Tuesday, October 10, 2017

San Diego's dangling participles

Dangling participle – a piece of a sentence in search of it's true identity.  Here's an example: Sitting in the boss's chair, deadly disease runs rampant among homeless people on the streets of San Diego.

What's wrong with this sentence?  Something's missing.  We can fix it this way: Sitting in the boss's chair, Mayor Kevin Faulconer twiddles his thumbs while deadly disease runs rampant among homeless people….

An equally correct alternative might be: Sitting in the boss's chair, the San Diego County Board of Supervisors lazily ignore their civic responsibilities as deadly disease runs rampant….

Once we get the grammar right, the picture becomes clear.  Locally-elected officials – by choosing to ignore their political duty to protect the health and safety of the San Diego public – permitted a public health disaster to take hold of San Diego's neighborhoods, canyons, and streets.

Instead of taking timely action, they permitted a preventable epidemic to spread far and wide – into Santa Cruz, Arizona's Maricopa County, Los Angeles, Salt Lake City….

There are sins of commission and sins of omission.  We know that pernicious actions by political actors can be punishable offenses.  What about willful complacency and pernicious negligence that result in a deadly outcome?

I've commented on our mayor's reprehensible delinquency in the past. Not much has changed.  Kevin Faulconer, the man who's supposed to be in charge of city affairs, is still incompetent and unequipped for the complex job of running a major city like ours.  He sits at his desk in his 11th floor City Hall office in a state of suspended animation. At press conferences and speechmaking events he play-acts the role of San Diego's highest-executive elected leader.

But could our dangling mayor have gone AWOL in the face of San Diego's homelessness crisis without tacit permission from certain other elected officials?  To what degree are San Diego County Supervisors also guilty of pernicious complacency… bordering on deadly negligence?  Has their complicity over the past decade compounded our city's and region's dual crises over affordable housing and homelessness?

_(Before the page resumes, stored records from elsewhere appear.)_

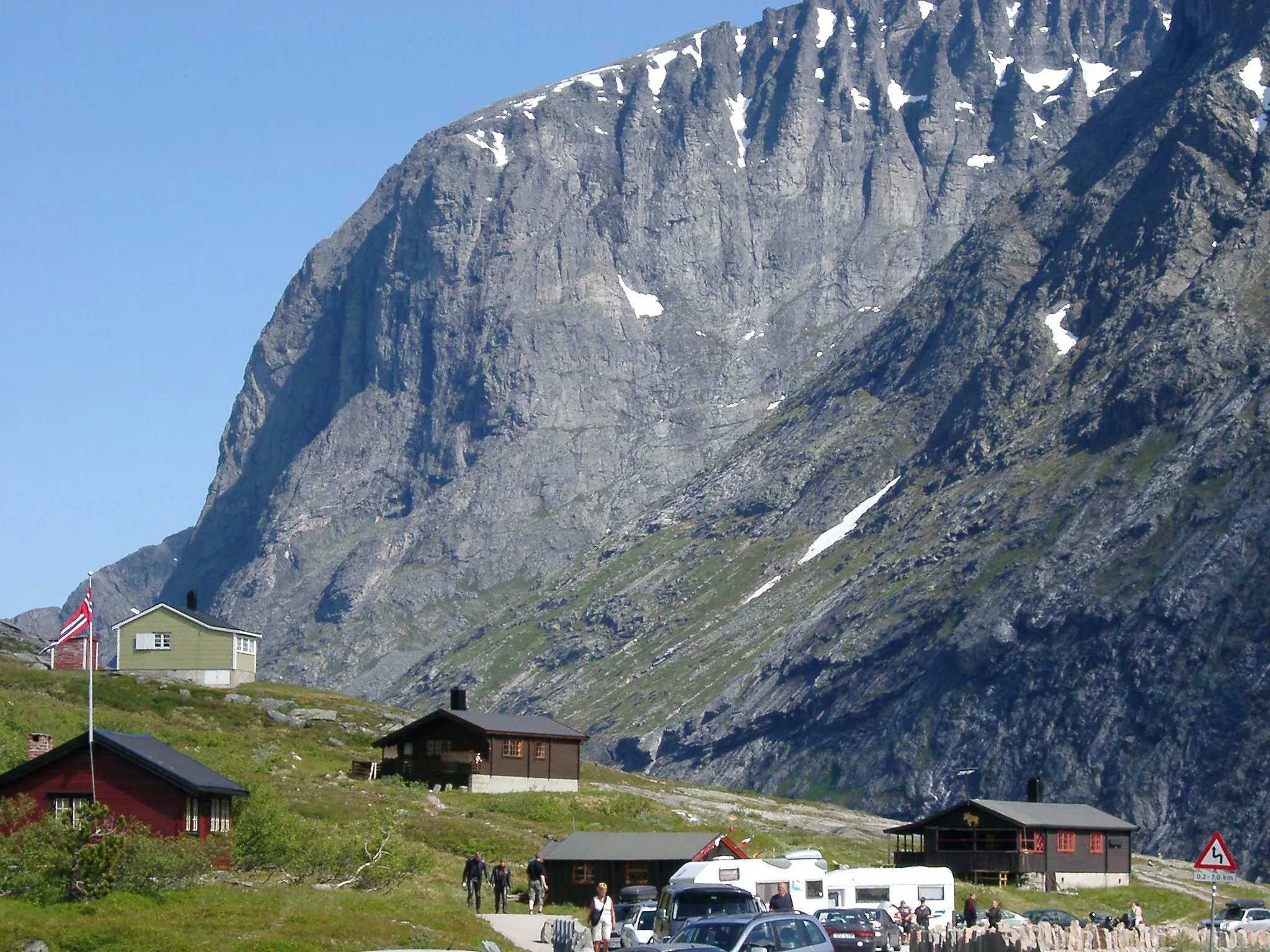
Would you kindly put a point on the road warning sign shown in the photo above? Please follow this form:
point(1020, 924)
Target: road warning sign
point(1217, 856)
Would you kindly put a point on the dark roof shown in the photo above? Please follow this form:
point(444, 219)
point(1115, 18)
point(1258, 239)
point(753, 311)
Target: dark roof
point(1068, 816)
point(167, 762)
point(521, 725)
point(210, 621)
point(631, 847)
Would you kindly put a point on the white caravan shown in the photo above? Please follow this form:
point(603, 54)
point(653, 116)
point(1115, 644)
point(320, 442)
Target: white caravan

Here's one of our big problems – County government is practically invisible.  Ask your neighbor, ask your co-worker: What's the point of County government?  Who calls the shots? What impact does it have on our daily lives? 

You might see a lot of shrugged shoulders. How many of us really understand what County Supervisors do to earn their comfortable salaries and pensions?  Is the Board of Supervisors just a cozy, self-satisfied nest for has-been politicians? Or maybe a convenient way-station along the campaign trail for political neophytes and marathon also-rans?

Possibly… but County government also happens to be an essential public entity with the power and resources to improve countless lives in San Diego.  It's worth our attention.

And since it won't be long before we are bombarded online, on TV, in our mailboxes, on our front doorknobs by campaign solicitations and promotional endorsements on behalf of a bevy of candidates badly wishing to claim a seat on the County Board of Supervisors, shouldn't we know a lot more about the job these candidates are knocking themselves out for?  

The more we know about County government, the better our decisions might be about who's best qualified for the job of running it.